Unlike many streaming data processing engines Kamu Node does not keep pipelines in memory, running all the time. Slow-moving pipelines get suspended into checkpoints and spawned only when needed. This allows Kamu Node to use even very limited resources to switch between many thousands of concurrent pipelines based on defined priorities.
The current demand for data processing is managed by the Task Scheduler that understands which datasets need to be updated, prioritizes individual tasks, and hands them over to executors.
Another interesting aspect is that multiple different versions of the same engine type can be used at the same time to ensure reproducibility of derivative data.
API Layer
These services are the “brain” of the node. They serve API requests as well as decide when to perform various processing and maintenance tasks on datasets and pipelines.
Data-intensive operations like push ingest and SQL queries are handled by the Data Gateway component that exposes data under a wide variety of protocols for reading and writing.
All other kinds of requests are handled by the pool of API Server components that provide access to all functionality of the node via GraphQL and REST APIs.
Services communicate with one-another via Event Bus component.

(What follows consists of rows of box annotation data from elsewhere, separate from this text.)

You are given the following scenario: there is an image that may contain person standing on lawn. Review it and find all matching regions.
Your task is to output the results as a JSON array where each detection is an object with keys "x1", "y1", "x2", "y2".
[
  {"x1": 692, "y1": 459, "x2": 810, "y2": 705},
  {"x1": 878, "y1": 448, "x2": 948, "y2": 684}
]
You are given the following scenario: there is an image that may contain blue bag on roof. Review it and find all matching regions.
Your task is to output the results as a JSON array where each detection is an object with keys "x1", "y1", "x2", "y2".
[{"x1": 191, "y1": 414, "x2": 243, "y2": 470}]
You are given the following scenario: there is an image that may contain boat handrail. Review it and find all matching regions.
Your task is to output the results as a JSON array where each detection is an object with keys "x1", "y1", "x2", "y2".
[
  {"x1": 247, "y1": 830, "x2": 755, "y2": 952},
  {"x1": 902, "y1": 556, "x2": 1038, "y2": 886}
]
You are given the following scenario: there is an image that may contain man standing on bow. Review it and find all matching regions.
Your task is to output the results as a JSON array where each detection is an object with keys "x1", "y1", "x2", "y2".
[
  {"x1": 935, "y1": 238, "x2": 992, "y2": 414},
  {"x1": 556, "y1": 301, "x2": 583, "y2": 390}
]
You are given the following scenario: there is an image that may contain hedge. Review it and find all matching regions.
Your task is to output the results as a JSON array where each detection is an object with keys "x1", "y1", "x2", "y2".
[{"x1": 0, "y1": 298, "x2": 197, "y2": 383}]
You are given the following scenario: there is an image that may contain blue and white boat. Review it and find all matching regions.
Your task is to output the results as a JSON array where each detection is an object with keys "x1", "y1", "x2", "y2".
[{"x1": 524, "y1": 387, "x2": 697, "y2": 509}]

The Oracle Provider is an optional component of the API layer that can supply data to various blockchains. See Oracle for explanation of its function. Provider has to be configured with the address(es) of the blockchain nodes to get requests from, the address of the API server to use for executing queries, and the wallet key for executing transactions that carry data into smart contracts.
Web Platform
Kamu Web Platform is a browser application that is served to the browser as a set of static files. The Web Server pods are stateless and linearly scalable. Since application files change infrequently, they can be fronted by a CDN to optimize loading times and decrease the traffic to the deployment.
Web platform application running in a browser communicates with API Server via GraphQL protocol.
Optionally, other front-end applications like Jupyter Hub and Apache Superset can be deployed to provide data science and business intelligence capabilities on top of Kamu Node. We often include them in our deployment examples to show how to connect them to Kamu.